Date de sortie initiale : 1975

LE FILM

Maroc, 1904. Le chef berbère El-Raisuli enlève Eden Perdicaris, une citoyenne américaine, et ses deux enfants. Par cet enlèvement, il veut provoquer un incident diplomatique et s’opposer au sultan Abdelaziz, qu’il juge corrompu.
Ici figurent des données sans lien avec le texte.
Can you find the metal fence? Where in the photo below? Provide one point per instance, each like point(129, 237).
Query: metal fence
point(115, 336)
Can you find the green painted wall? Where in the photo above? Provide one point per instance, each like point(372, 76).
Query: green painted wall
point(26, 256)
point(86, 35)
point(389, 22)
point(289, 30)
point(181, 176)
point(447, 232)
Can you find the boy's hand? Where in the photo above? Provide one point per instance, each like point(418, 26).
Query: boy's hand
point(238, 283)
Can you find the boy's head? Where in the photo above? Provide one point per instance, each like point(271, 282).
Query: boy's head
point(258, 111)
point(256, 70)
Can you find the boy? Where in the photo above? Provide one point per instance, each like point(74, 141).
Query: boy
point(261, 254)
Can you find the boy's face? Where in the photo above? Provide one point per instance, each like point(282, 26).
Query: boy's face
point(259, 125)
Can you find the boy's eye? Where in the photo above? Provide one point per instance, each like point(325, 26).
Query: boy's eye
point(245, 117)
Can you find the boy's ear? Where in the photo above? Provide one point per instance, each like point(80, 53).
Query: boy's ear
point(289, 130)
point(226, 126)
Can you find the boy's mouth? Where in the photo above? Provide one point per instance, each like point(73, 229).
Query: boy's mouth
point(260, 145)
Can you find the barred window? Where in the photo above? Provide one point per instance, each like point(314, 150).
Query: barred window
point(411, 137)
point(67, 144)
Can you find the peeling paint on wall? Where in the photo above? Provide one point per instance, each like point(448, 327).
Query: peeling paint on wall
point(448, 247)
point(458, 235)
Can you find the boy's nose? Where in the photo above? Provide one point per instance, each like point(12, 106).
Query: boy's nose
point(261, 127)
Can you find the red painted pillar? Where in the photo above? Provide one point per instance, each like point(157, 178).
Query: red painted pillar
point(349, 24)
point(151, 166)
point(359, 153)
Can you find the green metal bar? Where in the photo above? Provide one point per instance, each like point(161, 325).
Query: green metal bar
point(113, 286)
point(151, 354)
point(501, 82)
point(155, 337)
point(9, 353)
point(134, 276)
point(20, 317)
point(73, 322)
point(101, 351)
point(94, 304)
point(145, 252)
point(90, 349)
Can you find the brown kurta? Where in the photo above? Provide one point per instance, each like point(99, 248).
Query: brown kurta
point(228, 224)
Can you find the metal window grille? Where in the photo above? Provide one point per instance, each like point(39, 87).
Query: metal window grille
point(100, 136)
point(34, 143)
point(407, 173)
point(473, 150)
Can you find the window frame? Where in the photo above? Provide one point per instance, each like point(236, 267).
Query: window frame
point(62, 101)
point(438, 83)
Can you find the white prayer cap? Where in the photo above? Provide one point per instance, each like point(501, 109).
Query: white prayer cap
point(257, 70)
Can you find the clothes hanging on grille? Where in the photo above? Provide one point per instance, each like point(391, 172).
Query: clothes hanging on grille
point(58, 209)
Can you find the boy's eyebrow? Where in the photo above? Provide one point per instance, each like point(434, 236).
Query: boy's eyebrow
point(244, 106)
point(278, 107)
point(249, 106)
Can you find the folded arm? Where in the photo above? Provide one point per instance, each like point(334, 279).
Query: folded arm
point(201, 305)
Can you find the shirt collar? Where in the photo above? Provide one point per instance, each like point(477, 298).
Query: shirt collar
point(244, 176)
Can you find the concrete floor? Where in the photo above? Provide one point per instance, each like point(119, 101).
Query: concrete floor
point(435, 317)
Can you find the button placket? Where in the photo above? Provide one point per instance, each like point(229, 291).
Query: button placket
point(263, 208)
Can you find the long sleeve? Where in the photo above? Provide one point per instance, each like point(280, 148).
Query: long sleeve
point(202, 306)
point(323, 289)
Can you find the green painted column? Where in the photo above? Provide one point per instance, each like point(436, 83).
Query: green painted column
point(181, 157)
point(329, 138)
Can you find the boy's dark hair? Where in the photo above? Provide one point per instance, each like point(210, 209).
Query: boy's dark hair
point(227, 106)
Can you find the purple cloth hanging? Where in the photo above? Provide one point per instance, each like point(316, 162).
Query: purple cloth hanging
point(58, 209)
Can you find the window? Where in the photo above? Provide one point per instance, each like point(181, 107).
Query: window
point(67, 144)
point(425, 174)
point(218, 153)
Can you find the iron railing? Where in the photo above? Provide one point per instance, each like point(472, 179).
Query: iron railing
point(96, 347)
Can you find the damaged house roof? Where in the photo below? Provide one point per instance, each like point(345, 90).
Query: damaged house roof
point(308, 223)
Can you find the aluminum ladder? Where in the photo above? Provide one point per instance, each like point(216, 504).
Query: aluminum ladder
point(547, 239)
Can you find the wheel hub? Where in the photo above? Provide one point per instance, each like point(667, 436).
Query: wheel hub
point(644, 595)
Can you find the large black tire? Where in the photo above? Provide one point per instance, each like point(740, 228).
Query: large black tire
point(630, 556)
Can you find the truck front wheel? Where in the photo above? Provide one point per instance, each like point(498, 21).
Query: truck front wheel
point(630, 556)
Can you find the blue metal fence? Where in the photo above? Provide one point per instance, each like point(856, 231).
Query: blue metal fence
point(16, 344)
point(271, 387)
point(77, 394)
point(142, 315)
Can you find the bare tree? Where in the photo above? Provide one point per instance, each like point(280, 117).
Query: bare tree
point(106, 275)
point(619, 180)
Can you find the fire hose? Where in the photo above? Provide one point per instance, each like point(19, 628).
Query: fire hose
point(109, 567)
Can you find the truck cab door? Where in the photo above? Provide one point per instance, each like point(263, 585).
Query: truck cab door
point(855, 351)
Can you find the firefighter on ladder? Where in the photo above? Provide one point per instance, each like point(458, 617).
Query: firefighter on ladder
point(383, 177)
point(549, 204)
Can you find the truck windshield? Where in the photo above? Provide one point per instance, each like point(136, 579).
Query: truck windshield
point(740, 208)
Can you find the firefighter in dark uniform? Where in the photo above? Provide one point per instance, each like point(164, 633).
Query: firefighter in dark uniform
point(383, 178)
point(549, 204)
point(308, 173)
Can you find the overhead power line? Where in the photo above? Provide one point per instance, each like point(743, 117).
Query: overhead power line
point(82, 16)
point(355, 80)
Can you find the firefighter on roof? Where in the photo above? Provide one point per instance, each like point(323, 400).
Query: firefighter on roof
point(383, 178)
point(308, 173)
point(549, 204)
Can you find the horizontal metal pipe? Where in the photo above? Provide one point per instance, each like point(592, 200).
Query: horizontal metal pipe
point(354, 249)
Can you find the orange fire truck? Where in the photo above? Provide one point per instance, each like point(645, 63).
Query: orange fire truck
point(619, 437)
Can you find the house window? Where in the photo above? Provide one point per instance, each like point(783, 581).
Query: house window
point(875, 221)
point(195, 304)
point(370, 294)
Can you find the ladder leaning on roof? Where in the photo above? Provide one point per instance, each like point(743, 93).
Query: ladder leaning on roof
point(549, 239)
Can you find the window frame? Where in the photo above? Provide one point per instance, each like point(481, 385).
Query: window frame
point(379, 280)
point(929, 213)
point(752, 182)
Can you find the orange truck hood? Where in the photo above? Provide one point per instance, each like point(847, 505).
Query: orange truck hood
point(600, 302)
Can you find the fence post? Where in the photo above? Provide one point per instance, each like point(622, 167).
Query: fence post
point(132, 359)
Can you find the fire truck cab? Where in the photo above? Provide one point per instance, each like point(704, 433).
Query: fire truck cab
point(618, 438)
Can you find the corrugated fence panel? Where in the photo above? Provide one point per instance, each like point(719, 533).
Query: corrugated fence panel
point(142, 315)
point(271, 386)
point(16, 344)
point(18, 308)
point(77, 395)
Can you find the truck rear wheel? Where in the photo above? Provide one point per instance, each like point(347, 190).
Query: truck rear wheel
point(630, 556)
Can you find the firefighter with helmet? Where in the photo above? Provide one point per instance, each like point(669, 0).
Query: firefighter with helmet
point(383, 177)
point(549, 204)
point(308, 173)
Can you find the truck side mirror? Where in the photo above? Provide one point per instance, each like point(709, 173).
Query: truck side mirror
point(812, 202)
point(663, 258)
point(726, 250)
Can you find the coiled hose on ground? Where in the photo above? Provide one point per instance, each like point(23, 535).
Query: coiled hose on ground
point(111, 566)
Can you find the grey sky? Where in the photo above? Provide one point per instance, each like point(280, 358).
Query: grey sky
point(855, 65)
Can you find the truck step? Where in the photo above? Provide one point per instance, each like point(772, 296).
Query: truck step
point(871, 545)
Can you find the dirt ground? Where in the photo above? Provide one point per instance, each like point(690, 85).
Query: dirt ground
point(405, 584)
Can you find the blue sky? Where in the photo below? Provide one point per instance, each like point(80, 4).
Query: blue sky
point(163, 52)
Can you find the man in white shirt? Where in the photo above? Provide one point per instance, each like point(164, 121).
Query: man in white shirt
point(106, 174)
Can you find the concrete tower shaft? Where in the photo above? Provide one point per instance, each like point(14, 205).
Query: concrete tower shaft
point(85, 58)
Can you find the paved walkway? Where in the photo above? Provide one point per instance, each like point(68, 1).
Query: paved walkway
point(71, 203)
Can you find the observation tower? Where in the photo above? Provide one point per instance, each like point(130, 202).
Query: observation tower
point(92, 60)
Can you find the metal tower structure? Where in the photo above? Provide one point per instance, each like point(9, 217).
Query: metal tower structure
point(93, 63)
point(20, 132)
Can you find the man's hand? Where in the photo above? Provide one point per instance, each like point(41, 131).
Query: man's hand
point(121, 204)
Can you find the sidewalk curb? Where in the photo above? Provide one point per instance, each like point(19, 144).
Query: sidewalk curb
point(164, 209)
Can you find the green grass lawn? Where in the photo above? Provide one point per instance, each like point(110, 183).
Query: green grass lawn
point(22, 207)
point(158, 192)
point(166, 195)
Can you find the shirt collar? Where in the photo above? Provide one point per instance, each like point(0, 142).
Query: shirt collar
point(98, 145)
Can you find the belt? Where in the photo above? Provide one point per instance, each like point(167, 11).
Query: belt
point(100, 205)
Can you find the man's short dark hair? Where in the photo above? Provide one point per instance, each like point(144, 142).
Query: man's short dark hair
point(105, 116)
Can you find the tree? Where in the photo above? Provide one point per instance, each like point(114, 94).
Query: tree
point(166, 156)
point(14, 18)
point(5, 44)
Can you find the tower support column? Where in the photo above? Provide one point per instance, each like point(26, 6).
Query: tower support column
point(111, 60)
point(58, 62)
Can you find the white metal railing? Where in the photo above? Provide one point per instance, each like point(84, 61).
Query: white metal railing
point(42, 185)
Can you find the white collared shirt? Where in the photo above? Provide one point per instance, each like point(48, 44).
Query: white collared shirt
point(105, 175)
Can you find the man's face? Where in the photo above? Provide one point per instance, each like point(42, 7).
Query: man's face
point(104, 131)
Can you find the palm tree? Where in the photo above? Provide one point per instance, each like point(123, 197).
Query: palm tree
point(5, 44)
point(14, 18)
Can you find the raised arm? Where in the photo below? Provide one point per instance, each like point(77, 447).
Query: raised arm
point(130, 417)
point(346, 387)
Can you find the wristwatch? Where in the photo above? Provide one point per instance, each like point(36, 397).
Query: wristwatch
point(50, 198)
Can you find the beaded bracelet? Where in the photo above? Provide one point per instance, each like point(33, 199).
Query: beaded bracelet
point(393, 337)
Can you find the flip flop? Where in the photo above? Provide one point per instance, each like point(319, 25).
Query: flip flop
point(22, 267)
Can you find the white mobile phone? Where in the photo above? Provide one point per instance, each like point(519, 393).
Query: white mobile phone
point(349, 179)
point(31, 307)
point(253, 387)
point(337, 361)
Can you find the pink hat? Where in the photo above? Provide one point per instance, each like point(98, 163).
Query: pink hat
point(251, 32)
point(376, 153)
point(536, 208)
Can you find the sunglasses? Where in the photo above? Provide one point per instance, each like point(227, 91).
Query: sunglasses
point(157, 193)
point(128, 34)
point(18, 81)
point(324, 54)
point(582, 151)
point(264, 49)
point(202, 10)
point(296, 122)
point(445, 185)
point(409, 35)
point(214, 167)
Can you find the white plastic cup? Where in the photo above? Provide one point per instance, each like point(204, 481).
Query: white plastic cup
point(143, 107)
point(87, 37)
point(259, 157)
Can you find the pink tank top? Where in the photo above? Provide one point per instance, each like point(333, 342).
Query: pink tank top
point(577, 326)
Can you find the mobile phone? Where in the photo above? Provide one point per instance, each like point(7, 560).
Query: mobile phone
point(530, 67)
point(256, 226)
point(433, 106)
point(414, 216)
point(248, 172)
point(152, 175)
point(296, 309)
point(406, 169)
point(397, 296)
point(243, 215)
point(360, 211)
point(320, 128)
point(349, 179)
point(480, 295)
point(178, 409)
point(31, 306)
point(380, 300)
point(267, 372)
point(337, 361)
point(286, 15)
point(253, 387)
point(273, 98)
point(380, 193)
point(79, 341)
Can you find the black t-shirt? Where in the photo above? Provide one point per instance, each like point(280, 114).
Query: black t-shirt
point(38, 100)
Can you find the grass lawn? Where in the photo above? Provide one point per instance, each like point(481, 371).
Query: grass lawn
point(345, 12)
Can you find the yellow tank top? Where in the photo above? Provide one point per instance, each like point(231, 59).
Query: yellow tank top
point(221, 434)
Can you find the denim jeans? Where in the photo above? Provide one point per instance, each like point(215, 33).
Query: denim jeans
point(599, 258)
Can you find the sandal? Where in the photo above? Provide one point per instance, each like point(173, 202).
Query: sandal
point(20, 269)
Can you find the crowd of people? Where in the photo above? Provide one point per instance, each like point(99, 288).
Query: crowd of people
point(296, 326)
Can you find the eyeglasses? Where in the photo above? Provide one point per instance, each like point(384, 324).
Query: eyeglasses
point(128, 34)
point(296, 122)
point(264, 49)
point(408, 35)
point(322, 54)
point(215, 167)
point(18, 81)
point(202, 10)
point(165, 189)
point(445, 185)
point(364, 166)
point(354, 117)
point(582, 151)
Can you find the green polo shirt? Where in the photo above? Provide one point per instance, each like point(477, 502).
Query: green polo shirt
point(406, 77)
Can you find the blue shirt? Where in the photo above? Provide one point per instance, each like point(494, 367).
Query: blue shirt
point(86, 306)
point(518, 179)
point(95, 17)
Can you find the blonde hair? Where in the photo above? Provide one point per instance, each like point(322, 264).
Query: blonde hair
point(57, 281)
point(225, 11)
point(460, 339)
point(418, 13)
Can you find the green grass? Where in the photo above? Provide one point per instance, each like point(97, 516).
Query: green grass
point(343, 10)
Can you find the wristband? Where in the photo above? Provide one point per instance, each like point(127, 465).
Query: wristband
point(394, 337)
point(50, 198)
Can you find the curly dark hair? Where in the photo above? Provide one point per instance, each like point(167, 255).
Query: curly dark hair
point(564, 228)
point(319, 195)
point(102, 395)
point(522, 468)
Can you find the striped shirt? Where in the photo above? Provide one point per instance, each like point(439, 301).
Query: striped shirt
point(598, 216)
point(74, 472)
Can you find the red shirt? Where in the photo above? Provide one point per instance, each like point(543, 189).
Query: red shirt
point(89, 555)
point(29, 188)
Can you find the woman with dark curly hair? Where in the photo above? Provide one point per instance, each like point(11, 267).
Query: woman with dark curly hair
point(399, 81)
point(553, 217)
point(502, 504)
Né en 1944, John Milius, militariste (et anarchiste zen) qui n’a pas pu s’engager dans l’armée dans les années 1960 pour des problèmes de santé, se tourne finalement vers le cinéma et devient très vite scénariste. Son style virulent tape dans l’oeil de certains réalisateurs et son nom apparaît au générique (ou pas) de chefs-d’oeuvre comme L’Inspecteur Harry, Jeremiah Johnson, Magnum Force, Apocalypse Now. Passé à la mise en scène en 1973 avec Dillinger avec le grand Warren Oates dans le rôle-titre, John Milius offre à Arnold Schwarzenegger son premier rôle mythique dans Conan le Barbare en 1982. Mais avant cela, son second long-métrage, Le Lion et le VentThe Wind and the Lion, rend compte de sa cinéphilie et de son amour pour le cinéma classique. Le cinéaste émerveillé par les armes à feu et l’autodéfense souhaite avec ce film laisser libre cours à ses fantasmes armés jusqu’aux dents (ou à l’arme blanche), comme il le fera plus tard avec L’Aube rouge, dans lequel les Etats-Unis se trouvent un beau matin pris d’assaut par des soldats Soviétiques alliés aux Cubains et où des jeunes adolescents américains n’hésitent pas à prendre les armes pour en faire voir des vertes et des pas mûres à ces buveurs de vodka ! Dans Le Lion et le Vent, inspiré par un fait divers authentique, mais remanié à la sauce Milius, des puissances s’affrontent, le Maroc contre le pays de l’Oncle Sam. Comme bon nombre des films auxquels John Milius a apporté sa plume, il est souvent nécessaire de laisser le côté politique (souvent ambivalent il faut bien le dire) au risque de ne pas apprécier ses films, qui sont avant tout des divertissements rudement bien emballés, comme c’est le cas de ce Lion et le Vent, porté par un souffle romanesque indéniable, la composition enivrante du maestro Jerry Goldsmith et le charisme hors du commun de Sean Connery. John Milius dispose d’un budget conséquent et les scènes d’action restent marquées par quelques éclats de violence brute.